The Ottoman state did convert major churches (e.g., Hagia Sophia), but this was not a universal or automatic policy. Many churches continued to operate under the millet system. The statement overgeneralizes Ottoman policy.

"Protestant pressure produced the Lukaris Confession embracing Calvinism."

While Cyril Lucaris was influenced by Reformed thought, his Confession (1629) was condemned by the Orthodox Church and never became official doctrine. It is more accurate to say he attempted to introduce Calvinist elements into Orthodoxy but failed.

"Jeremias II (1536–1595)... founded the Orthodox Patriarchate of Russia..."

Jeremias II recognized the existing Moscow patriarchate in 1589, raising it to canonical legitimacy, but he did not found it per se.

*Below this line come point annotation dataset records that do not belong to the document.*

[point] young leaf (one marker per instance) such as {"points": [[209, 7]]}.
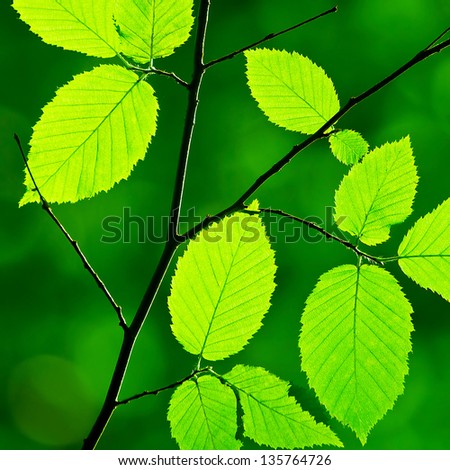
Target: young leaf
{"points": [[424, 254], [348, 146], [378, 192], [355, 342], [293, 92], [203, 415], [271, 416], [77, 25], [222, 287], [91, 135], [153, 28]]}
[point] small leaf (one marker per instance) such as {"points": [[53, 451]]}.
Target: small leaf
{"points": [[203, 415], [424, 254], [77, 25], [91, 135], [153, 28], [271, 416], [378, 192], [293, 92], [222, 287], [348, 146], [355, 342]]}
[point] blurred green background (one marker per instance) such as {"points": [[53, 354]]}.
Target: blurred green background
{"points": [[59, 337]]}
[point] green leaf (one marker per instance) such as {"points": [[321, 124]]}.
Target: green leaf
{"points": [[424, 254], [222, 287], [355, 342], [203, 415], [378, 192], [153, 28], [348, 146], [271, 416], [91, 135], [77, 25], [293, 92]]}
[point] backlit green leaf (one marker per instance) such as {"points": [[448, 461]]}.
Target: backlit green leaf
{"points": [[222, 287], [425, 251], [354, 344], [153, 28], [271, 416], [348, 146], [378, 192], [203, 415], [78, 25], [293, 92], [91, 135]]}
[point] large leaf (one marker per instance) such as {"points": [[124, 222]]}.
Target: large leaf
{"points": [[203, 415], [91, 135], [348, 146], [424, 254], [293, 92], [153, 28], [222, 287], [378, 192], [78, 25], [271, 416], [355, 342]]}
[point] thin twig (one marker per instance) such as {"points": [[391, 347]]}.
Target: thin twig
{"points": [[438, 38], [328, 235], [162, 389], [109, 404], [269, 36], [172, 75], [239, 204], [74, 243]]}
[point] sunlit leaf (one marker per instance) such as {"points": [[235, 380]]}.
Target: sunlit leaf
{"points": [[354, 344], [203, 415], [425, 251], [348, 146], [293, 92], [91, 135], [271, 416], [378, 192], [78, 25], [222, 287], [153, 28]]}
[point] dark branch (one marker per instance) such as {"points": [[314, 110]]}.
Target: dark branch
{"points": [[328, 235], [319, 134], [162, 389], [172, 75], [193, 101], [111, 399], [74, 244], [268, 37]]}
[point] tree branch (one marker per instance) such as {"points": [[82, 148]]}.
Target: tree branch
{"points": [[239, 204], [328, 235], [162, 389], [74, 244], [170, 247], [171, 75], [268, 37]]}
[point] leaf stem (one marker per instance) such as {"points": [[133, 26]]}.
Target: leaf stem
{"points": [[146, 393], [269, 36], [73, 242], [170, 247], [328, 235]]}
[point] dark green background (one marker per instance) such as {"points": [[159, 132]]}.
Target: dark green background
{"points": [[59, 337]]}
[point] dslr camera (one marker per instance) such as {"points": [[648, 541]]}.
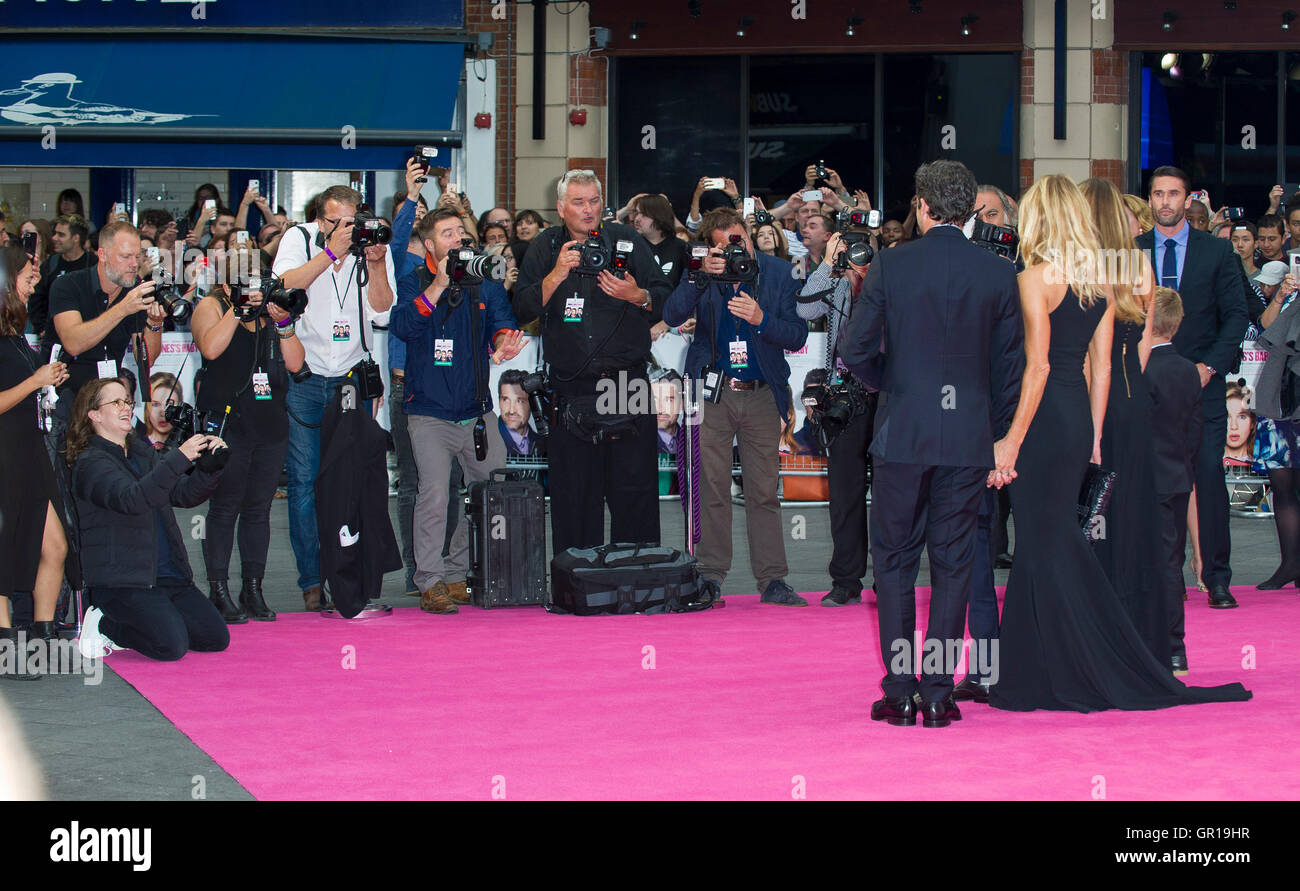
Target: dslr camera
{"points": [[290, 299], [835, 406], [999, 239], [740, 265], [369, 230], [169, 297], [467, 265], [597, 256]]}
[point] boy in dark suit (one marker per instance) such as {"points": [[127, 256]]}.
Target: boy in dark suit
{"points": [[1175, 393]]}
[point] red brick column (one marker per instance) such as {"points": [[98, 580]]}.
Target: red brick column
{"points": [[479, 20]]}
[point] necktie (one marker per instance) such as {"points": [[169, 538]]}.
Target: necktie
{"points": [[1169, 273]]}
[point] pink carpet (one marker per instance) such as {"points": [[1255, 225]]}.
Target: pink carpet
{"points": [[741, 703]]}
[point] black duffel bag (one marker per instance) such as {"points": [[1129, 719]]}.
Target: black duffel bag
{"points": [[625, 578]]}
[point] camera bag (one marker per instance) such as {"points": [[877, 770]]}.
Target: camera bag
{"points": [[507, 541], [625, 578]]}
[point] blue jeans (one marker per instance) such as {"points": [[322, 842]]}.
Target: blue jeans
{"points": [[306, 405]]}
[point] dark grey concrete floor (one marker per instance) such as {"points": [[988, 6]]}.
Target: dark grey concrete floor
{"points": [[108, 743]]}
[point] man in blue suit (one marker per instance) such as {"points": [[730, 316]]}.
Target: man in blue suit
{"points": [[939, 327], [742, 329]]}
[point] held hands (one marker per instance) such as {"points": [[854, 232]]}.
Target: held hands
{"points": [[1004, 463], [52, 375], [620, 289], [508, 346]]}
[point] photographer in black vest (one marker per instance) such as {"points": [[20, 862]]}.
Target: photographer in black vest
{"points": [[845, 410], [250, 346], [596, 336]]}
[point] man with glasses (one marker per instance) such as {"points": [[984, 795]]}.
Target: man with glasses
{"points": [[319, 258]]}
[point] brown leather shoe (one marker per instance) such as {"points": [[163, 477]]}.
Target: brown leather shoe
{"points": [[458, 592], [437, 600], [312, 598]]}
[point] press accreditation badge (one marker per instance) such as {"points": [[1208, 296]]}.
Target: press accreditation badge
{"points": [[260, 385], [442, 350], [740, 353]]}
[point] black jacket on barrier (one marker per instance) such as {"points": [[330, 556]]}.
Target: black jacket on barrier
{"points": [[116, 510], [358, 545]]}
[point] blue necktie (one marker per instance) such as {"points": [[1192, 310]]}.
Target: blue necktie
{"points": [[1169, 273]]}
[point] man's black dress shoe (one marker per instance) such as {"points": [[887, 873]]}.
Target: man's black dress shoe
{"points": [[841, 596], [971, 688], [1221, 598], [896, 712], [940, 714]]}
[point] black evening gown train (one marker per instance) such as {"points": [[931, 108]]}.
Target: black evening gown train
{"points": [[1129, 545], [1066, 640]]}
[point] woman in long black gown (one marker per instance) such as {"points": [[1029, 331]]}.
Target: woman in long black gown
{"points": [[33, 545], [1066, 640], [1129, 543]]}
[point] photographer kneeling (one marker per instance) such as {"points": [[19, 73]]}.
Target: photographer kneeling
{"points": [[844, 410], [246, 334], [133, 557]]}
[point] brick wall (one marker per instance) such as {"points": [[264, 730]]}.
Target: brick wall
{"points": [[1109, 77], [479, 20]]}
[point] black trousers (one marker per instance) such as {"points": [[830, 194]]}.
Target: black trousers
{"points": [[846, 475], [584, 478], [163, 622], [914, 506], [1173, 545], [243, 497], [1212, 506]]}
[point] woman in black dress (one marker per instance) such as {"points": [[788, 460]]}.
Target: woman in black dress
{"points": [[1066, 640], [1127, 543], [33, 545]]}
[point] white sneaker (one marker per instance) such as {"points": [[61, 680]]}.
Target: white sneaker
{"points": [[92, 643]]}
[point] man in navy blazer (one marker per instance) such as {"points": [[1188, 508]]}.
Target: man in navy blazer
{"points": [[939, 325], [742, 331], [1207, 276]]}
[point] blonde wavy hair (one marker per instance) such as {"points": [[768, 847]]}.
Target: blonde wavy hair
{"points": [[1121, 260], [1057, 229]]}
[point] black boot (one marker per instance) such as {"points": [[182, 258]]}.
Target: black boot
{"points": [[13, 657], [251, 600], [220, 597]]}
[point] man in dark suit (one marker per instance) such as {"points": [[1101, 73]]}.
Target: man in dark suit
{"points": [[1205, 273], [1175, 423], [937, 328]]}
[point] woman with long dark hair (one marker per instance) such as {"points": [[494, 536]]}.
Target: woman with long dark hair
{"points": [[134, 559], [33, 544]]}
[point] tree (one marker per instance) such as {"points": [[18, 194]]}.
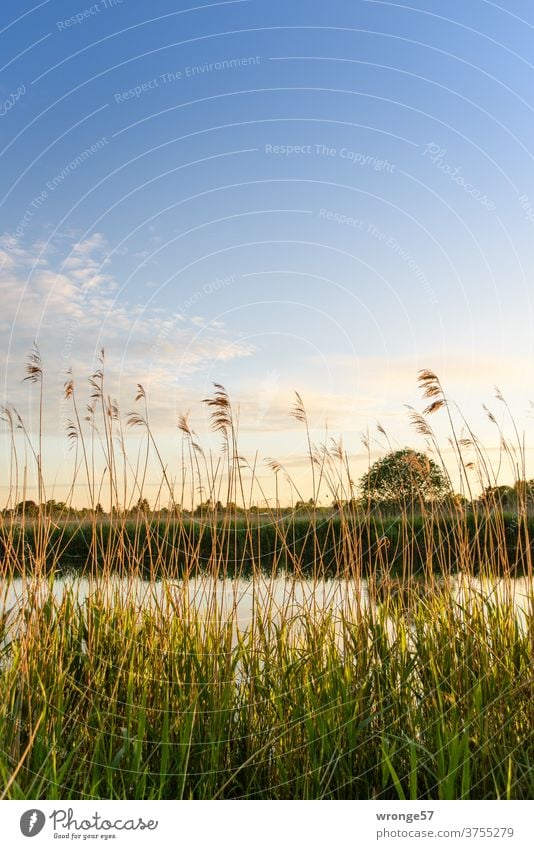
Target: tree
{"points": [[142, 507], [404, 477]]}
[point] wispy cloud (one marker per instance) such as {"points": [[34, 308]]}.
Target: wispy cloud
{"points": [[72, 305]]}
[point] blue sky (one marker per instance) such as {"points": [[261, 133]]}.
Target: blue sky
{"points": [[272, 196]]}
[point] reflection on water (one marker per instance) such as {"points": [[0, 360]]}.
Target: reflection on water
{"points": [[275, 599]]}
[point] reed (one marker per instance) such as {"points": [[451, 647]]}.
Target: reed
{"points": [[380, 656]]}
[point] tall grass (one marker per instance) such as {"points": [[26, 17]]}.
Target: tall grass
{"points": [[414, 683]]}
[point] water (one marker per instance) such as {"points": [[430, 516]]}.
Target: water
{"points": [[276, 599]]}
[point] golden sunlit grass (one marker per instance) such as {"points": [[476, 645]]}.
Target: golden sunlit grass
{"points": [[380, 656]]}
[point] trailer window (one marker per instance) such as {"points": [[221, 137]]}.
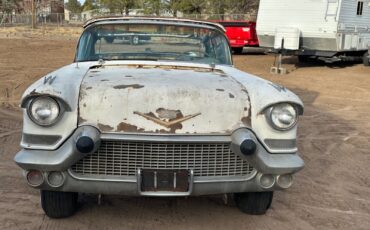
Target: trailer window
{"points": [[360, 6]]}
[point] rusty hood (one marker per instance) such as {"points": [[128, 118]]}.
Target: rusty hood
{"points": [[155, 99]]}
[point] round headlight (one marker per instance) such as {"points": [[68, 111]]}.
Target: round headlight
{"points": [[282, 116], [44, 111]]}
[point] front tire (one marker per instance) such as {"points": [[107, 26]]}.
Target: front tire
{"points": [[366, 59], [59, 204], [238, 50], [253, 203]]}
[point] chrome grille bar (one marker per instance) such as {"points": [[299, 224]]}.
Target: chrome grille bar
{"points": [[124, 158]]}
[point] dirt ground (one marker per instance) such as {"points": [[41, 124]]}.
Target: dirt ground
{"points": [[332, 192]]}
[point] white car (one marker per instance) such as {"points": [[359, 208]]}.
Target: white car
{"points": [[170, 116]]}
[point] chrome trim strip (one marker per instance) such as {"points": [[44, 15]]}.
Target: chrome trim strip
{"points": [[219, 179], [196, 180], [130, 179], [167, 138]]}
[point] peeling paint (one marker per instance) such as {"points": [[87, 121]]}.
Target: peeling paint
{"points": [[128, 127], [169, 102], [134, 86], [103, 127], [246, 121], [49, 79], [81, 120]]}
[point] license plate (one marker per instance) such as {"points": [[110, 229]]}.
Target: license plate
{"points": [[153, 180]]}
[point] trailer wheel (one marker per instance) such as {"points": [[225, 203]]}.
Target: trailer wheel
{"points": [[366, 59], [59, 204], [238, 50], [303, 58], [109, 39], [253, 203]]}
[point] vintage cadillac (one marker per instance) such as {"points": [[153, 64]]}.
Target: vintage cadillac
{"points": [[167, 115]]}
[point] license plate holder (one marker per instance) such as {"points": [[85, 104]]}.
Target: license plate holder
{"points": [[165, 180]]}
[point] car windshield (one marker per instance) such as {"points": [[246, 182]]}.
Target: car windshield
{"points": [[154, 42]]}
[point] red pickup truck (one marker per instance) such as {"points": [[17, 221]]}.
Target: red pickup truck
{"points": [[240, 34]]}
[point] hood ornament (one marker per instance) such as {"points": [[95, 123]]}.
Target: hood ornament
{"points": [[166, 118]]}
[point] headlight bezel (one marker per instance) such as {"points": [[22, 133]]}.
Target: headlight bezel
{"points": [[32, 117], [269, 114]]}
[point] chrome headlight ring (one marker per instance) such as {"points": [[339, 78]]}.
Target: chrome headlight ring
{"points": [[282, 116], [44, 110]]}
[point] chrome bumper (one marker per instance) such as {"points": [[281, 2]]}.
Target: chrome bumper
{"points": [[67, 155]]}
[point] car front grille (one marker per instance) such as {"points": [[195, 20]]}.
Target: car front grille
{"points": [[124, 158]]}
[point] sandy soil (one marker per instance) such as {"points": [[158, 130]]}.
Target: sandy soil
{"points": [[332, 192]]}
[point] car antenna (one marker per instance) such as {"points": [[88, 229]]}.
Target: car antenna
{"points": [[101, 61]]}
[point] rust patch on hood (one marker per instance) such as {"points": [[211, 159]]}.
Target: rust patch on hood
{"points": [[167, 113], [128, 127], [81, 120], [103, 127], [247, 121], [134, 86], [173, 118]]}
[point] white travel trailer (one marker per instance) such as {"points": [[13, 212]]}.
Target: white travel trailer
{"points": [[327, 29]]}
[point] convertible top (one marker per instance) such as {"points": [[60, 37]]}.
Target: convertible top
{"points": [[153, 20]]}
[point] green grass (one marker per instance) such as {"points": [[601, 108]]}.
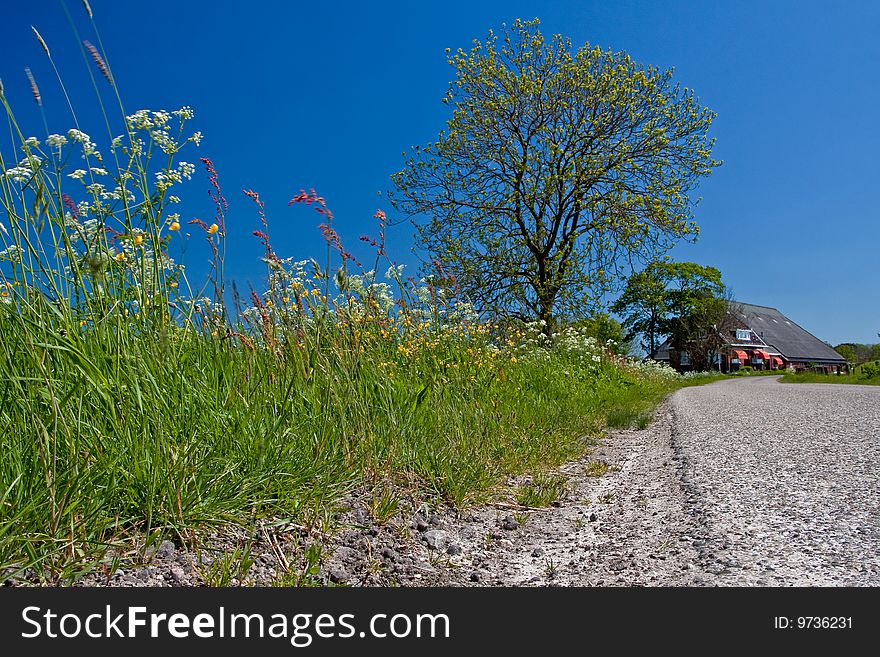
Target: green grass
{"points": [[137, 404]]}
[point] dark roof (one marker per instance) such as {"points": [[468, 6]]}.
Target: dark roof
{"points": [[789, 339]]}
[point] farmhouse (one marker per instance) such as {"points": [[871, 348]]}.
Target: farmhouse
{"points": [[764, 339]]}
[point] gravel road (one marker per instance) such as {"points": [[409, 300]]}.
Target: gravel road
{"points": [[783, 481]]}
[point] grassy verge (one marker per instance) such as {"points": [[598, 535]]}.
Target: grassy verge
{"points": [[137, 404], [166, 434]]}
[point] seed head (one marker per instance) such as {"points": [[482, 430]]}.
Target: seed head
{"points": [[42, 42], [102, 65], [35, 90]]}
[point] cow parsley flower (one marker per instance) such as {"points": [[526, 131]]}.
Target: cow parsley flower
{"points": [[56, 141]]}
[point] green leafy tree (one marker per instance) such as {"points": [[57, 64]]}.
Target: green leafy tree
{"points": [[682, 300], [556, 167], [606, 330], [848, 351]]}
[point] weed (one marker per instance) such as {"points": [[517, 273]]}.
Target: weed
{"points": [[542, 491], [596, 468], [225, 569]]}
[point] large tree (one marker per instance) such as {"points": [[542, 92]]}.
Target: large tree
{"points": [[556, 167], [684, 301]]}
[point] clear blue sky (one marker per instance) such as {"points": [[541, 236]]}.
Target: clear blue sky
{"points": [[327, 95]]}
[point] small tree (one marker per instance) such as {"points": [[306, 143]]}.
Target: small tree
{"points": [[555, 166], [682, 300], [606, 330]]}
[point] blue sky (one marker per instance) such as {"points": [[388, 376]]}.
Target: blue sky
{"points": [[328, 95]]}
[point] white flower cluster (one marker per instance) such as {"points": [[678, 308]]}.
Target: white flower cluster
{"points": [[88, 146], [184, 171], [56, 141]]}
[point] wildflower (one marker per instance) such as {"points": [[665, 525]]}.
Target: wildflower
{"points": [[184, 113]]}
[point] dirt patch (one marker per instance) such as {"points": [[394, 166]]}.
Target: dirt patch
{"points": [[622, 522], [620, 519]]}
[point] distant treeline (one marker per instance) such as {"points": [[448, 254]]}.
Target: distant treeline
{"points": [[858, 353]]}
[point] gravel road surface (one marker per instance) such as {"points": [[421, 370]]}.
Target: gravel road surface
{"points": [[783, 480]]}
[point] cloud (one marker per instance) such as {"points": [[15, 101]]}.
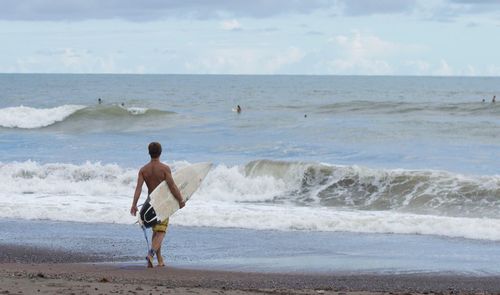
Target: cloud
{"points": [[364, 7], [367, 54], [231, 25], [444, 69], [244, 61], [78, 10], [72, 60]]}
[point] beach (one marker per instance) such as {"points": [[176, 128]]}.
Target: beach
{"points": [[321, 185], [28, 276], [75, 264]]}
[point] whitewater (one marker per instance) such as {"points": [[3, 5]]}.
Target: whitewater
{"points": [[392, 155], [263, 195]]}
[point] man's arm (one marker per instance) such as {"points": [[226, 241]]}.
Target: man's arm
{"points": [[173, 187], [137, 194]]}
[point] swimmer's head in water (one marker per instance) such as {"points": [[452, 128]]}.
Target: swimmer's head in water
{"points": [[154, 150]]}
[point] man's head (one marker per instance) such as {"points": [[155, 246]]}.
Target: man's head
{"points": [[154, 150]]}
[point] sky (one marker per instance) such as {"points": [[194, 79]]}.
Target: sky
{"points": [[307, 37]]}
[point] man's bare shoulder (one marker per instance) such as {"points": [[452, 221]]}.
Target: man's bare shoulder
{"points": [[166, 168]]}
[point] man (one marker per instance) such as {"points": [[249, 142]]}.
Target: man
{"points": [[153, 174]]}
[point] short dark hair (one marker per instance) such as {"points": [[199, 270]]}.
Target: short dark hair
{"points": [[154, 150]]}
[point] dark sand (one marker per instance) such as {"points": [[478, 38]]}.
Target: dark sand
{"points": [[26, 270]]}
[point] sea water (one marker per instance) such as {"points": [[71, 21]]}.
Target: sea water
{"points": [[386, 155]]}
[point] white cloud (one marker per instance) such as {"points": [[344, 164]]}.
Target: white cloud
{"points": [[367, 54], [444, 69], [231, 25], [244, 61]]}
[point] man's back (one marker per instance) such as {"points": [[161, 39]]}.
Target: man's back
{"points": [[154, 173]]}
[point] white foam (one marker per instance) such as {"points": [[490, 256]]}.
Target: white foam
{"points": [[95, 192], [137, 110], [272, 217], [28, 117]]}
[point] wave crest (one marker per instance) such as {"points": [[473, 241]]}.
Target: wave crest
{"points": [[31, 118]]}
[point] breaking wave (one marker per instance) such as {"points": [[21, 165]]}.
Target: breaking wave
{"points": [[31, 118], [267, 194]]}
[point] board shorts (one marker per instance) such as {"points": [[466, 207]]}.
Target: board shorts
{"points": [[161, 227]]}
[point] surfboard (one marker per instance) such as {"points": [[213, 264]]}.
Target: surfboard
{"points": [[188, 179]]}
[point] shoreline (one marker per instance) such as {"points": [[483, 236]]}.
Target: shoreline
{"points": [[83, 278], [39, 270]]}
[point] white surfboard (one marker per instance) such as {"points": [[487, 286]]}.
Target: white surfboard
{"points": [[188, 179]]}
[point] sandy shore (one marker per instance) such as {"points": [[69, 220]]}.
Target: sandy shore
{"points": [[27, 270]]}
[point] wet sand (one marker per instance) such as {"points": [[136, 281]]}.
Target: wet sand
{"points": [[26, 270]]}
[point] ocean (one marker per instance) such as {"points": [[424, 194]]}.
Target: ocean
{"points": [[307, 154]]}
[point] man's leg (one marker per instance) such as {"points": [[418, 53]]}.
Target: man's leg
{"points": [[156, 241]]}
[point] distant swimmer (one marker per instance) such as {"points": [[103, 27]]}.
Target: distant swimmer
{"points": [[153, 173]]}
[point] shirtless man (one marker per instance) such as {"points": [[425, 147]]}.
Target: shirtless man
{"points": [[153, 174]]}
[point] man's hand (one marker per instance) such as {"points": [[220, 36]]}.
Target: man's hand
{"points": [[133, 210]]}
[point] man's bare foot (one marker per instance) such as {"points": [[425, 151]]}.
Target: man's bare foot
{"points": [[149, 259], [161, 263]]}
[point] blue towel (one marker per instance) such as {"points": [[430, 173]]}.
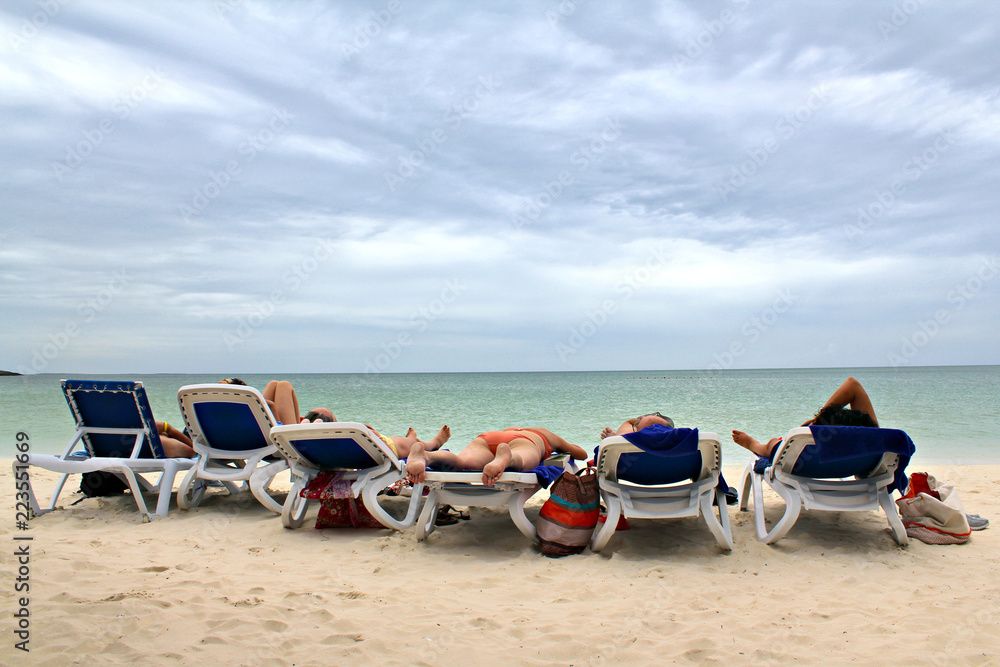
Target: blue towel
{"points": [[661, 440], [664, 441], [840, 443], [547, 474], [836, 443]]}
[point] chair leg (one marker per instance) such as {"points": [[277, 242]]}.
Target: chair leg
{"points": [[516, 509], [166, 489], [261, 479], [892, 514], [21, 469], [293, 513], [426, 523], [369, 495], [136, 489], [188, 495], [746, 483], [793, 506], [718, 525]]}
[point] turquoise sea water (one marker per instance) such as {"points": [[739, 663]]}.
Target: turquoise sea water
{"points": [[951, 413]]}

The Russian Church had declared its independence earlier.

"The sixteenth-century success of Christianity in Japan was followed by severe repression, such as the crucifixion of the 26 Martyrs of Japan."

This is accurate, but incomplete. The martyrdom occurred in 1597, and broader persecution (including mass executions) intensified after 1614, with a full ban and underground survival (Kakure Kirishitan) afterward. The statement could better indicate the scope and chronology.

"The Catholic church became one of the largest holders of black slaves."

This is highly misleading. While individual church institutions, especially in Latin America, owned slaves (e.g., Jesuit missions, some monasteries), the claim that the Church as a whole was one of the largest slaveholders lacks strong quantitative evidence and should be significantly nuanced. It's better to state: "Some Catholic orders and institutions owned enslaved people, especially in colonial Latin America and Africa."

"Former slaves returned to West Africa 'with Bible in hand', founding Freetown..."

Freetown (Sierra Leone) was founded in 1787 by the British as a settlement for freed Black people from Britain and Nova Scotia. Many were Christian or became so later, but this happened over time. The idea that returnees founded it with evangelistic purpose simplifies a complex history involving British colonial authorities and philanthropy.

"Jesuits... working exclusively in the native language to form an 'agrarian collective'..."

While broadly true, "agrarian collective" is anachronistic and possibly misleading—it evokes 20th-century communist models. Jesuit missions were theocratic and communal, but under firm ecclesiastical control, not collective farms in the modern sense.

"To combat fears that Jewish converts were conspiring with Muslims to sabotage the new state..."

The primary concern of the Spanish Inquisition was religious orthodoxy, especially of conversos (converted Jews suspected of secretly practicing Judaism). While the Reconquista context involved Islam, the conspiracy fear cited here is exaggerated and lacks direct primary-source support.

"Edicts issued at the Diet of Worms in 1521 condemned Luther."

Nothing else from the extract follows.